Pacifist and theologian. Born in Wales in 1907. Died in Auckland on Tuesday, aged 94.
By JOHN ROUGHAN
The day Alun Richards arrived in New Zealand, disembarking at Wellington, the waterfront was in uproar. Farmers on horseback, designated special constables, were using batons to disperse strikers and reopen the wharves.
It might not have been the sight of "Massey's cossacks" that made the 6-year-old a lifelong rebel but something did.
The thoughtful, peaceable but headstrong and difficult man, who in latter years wrote theological stories in quiet Campbells Bay, Auckland, nearly went to jail in 1929 for refusing compulsory military service.
A last-minute outcry from Labour MPs forced the Government to accept a lesser penalty, and by resolution of Parliament Richards was stripped of his civil rights for 10 years.

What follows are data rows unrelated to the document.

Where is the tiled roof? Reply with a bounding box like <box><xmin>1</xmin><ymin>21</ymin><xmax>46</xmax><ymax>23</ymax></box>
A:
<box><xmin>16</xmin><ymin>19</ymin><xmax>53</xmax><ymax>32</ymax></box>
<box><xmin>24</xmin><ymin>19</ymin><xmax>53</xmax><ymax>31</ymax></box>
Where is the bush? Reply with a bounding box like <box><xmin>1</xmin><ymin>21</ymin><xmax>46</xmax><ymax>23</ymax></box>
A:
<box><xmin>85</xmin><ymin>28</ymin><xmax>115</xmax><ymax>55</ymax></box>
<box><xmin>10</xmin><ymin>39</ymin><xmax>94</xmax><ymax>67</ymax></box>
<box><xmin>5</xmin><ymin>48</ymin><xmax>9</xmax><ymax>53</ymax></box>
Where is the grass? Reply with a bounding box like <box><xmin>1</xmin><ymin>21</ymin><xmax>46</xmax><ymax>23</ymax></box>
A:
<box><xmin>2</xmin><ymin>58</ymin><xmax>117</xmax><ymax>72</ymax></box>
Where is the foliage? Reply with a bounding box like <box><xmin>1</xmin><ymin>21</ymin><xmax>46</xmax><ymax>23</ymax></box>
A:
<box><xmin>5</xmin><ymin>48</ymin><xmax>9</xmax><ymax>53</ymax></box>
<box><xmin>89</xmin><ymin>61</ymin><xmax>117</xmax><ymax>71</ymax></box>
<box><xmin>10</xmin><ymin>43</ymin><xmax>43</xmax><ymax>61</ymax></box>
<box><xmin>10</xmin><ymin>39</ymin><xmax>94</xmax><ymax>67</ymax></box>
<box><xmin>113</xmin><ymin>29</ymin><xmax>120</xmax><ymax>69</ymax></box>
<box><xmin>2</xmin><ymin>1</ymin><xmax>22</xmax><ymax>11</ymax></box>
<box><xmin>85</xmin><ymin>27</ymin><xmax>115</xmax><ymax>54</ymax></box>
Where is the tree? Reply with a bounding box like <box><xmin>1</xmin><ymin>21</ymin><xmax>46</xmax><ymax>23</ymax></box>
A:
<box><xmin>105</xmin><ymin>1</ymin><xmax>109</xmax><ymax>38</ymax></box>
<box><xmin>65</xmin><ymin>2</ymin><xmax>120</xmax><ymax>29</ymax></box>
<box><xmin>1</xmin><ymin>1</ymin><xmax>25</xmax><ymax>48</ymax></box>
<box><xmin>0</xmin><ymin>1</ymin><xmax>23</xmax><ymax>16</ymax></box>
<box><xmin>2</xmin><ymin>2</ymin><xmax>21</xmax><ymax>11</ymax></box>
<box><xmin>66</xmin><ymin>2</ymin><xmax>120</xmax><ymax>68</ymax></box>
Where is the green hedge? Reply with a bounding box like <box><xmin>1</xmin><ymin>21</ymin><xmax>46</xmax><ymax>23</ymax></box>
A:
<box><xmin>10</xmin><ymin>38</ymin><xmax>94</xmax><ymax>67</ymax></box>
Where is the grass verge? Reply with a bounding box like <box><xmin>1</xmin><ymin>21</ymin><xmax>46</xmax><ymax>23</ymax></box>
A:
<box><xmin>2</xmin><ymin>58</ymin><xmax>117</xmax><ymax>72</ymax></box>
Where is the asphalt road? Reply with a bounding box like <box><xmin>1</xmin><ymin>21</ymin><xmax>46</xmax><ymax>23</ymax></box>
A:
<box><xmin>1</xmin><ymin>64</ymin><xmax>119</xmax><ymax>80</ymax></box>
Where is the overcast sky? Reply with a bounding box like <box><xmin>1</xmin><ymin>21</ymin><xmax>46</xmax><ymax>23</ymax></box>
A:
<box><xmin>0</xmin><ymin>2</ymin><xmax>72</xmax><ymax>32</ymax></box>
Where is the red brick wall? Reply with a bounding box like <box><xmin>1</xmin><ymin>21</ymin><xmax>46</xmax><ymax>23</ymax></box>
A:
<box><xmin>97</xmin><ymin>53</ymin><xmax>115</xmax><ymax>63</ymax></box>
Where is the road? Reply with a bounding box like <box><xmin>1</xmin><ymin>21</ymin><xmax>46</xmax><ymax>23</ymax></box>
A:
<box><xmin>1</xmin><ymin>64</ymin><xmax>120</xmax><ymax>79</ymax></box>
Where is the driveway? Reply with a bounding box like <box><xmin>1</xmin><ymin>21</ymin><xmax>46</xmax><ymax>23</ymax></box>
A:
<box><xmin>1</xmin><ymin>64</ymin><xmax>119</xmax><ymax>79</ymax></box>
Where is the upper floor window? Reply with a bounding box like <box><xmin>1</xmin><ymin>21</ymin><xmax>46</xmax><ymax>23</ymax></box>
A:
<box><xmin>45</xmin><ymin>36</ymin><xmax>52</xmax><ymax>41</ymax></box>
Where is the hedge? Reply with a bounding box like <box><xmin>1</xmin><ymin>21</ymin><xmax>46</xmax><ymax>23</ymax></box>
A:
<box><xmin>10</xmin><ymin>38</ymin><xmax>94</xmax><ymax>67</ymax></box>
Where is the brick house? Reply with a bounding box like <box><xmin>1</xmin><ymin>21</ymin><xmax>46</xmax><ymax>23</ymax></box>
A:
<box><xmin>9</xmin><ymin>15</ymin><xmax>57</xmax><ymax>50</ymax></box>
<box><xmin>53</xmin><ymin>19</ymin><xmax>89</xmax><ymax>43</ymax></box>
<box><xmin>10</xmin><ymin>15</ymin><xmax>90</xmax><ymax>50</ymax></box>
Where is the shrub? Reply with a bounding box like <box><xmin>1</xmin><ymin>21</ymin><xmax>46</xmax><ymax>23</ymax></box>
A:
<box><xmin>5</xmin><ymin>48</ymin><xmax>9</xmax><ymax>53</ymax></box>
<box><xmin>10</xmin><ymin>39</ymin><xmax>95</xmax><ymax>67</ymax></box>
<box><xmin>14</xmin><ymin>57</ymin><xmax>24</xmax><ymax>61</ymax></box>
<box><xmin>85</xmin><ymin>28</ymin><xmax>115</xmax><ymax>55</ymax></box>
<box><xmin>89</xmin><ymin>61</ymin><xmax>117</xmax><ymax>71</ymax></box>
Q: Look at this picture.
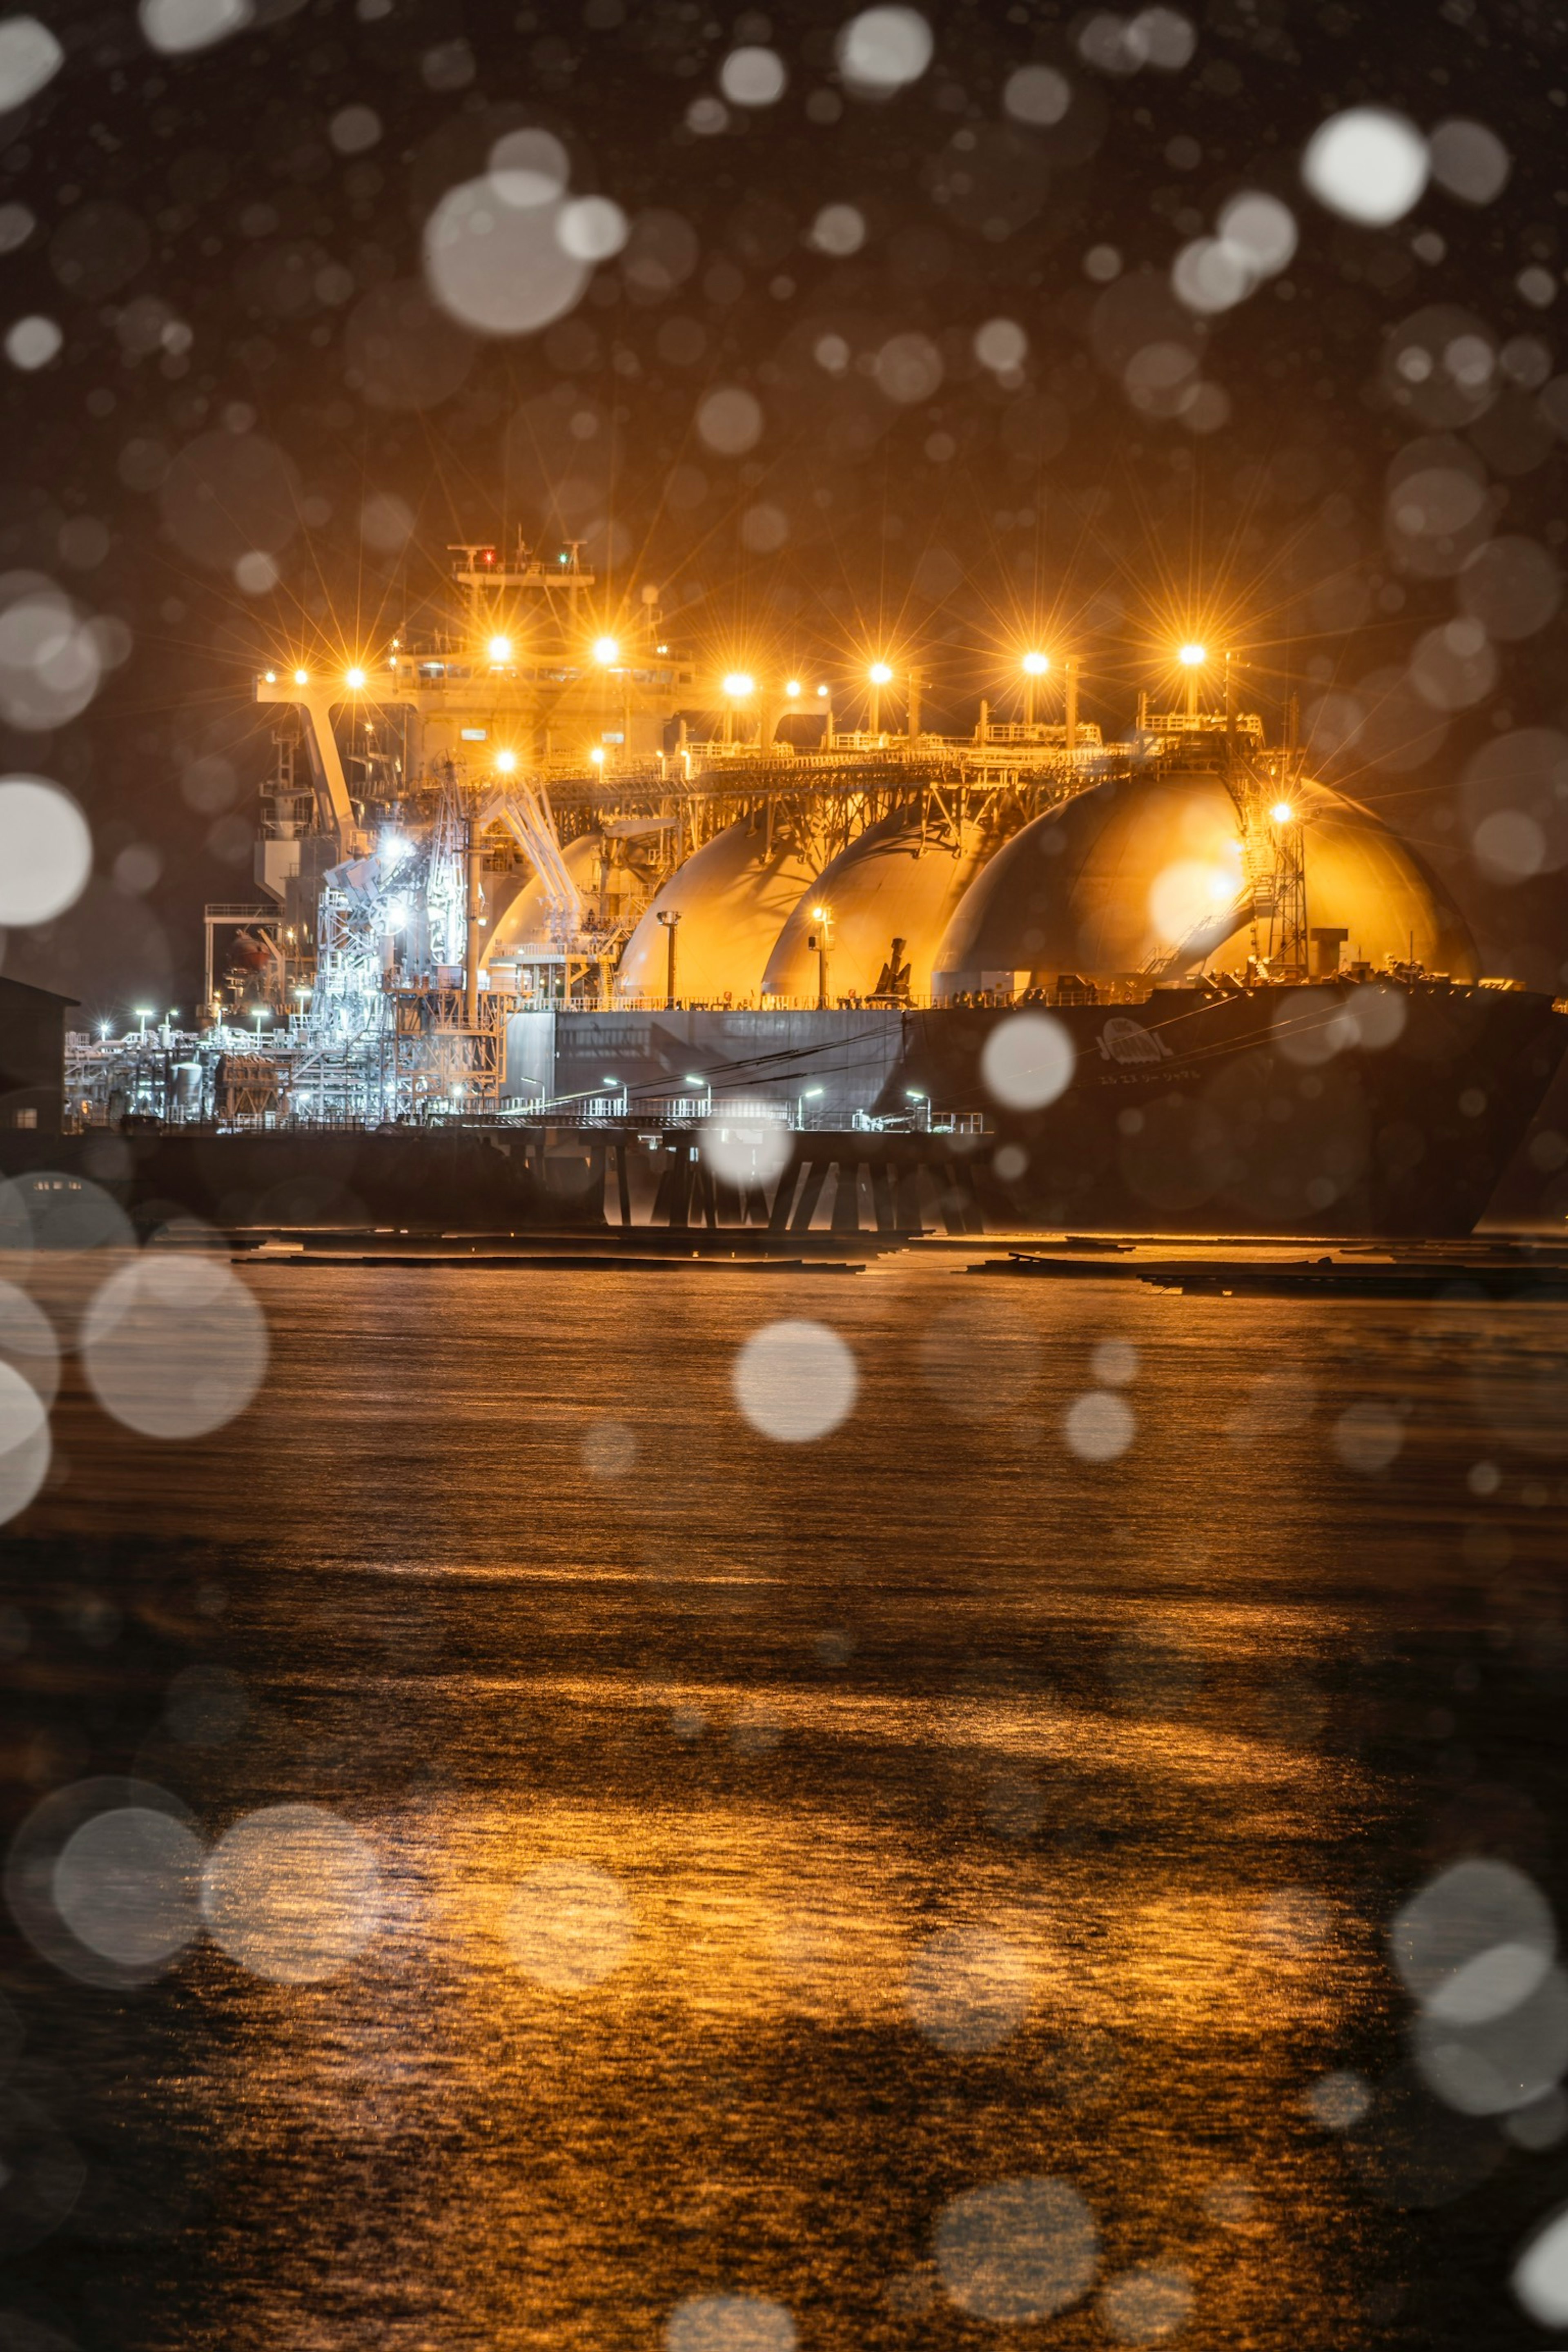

Apart from the inability to vote, he hardly noticed the loss.
Two years later, by his own account, he was expelled from Knox College, Dunedin, for views that were a little too much for the Presbyterian theological school at that time.
The son of a Presbyterian minister, Alun Richards grew up in parishes at Morrinsville and Takapuna and went to Knox College with a first-class honours degree and a diploma in journalism from Auckland University.
Despite his differences with the college and the law, he won a Government scholarship to go overseas and studied theology at New College, Edinburgh.
In Britain he met his future wife, Muriel, also a New Zealander, and they toured Europe on a tandem bicycle. They saw Germany newly under Hitler and much else that Richards would recount in articles for the Listener on the countries that were being drawn into war.
They took the tandem to China and Japan, too. That was before the bicycle had reached China, and he wrote with prescience about its possible impact there. In Japan they disturbed a law forbidding two people from riding the same bike.
Back in New Zealand and now qualified as a pastor, the Rev Alun Richards went to a parish on the West Coast but was not cut out for pastoral work.
In 1939 he became an organiser of extension studies at Victoria University but lost that job during the war when he spoke a little too freely to somebody who reported him for disloyalty. The professorial board voted to dismiss him.
He held that all war was futile and thought it better for countries to let themselves be invaded and respond with civil disobedience. They could, he argued, make it impossible for an occupying power to govern, much as the Norwegians were doing to Hitler.
He worked in the Internal Marketing Division, giving away products such as apples that could not be exported because shipping was disrupted by the war.
He thought it a good system and wrote a book on internal marketing for the Labour Government.
After the war he became an organiser for Corso and in 1947 became editor of the Presbyterian newspaper Outlook, where he probably did the best work of his life.
He transformed the paper from pious to punchy, introducing news commentaries, general book reviews and writers such as Denis McEldowney.
Richards, says McEldowney, was "an extraordinary intellect, widely read, and wrote well in an oddly abbreviated, convoluted style."
He always regarded English as his second language, after the language of his birthplace,Welsh.
In 1951 Outlook was one of few publications to speak out against emergency regulations, arguing that Christians could not refuse help to strikers.
But Richards never found it easy to work to instructions, particularly from committees, and eventually resigned from Outlook, returning to parish work at St James in Newtown, Wellington.
He retired in the mid-1960s to Campbells Bay, where he was still writing at age 90.
His theological views became outdated even among unorthodox thinkers in later years. But that never mattered to him. His mind was his own.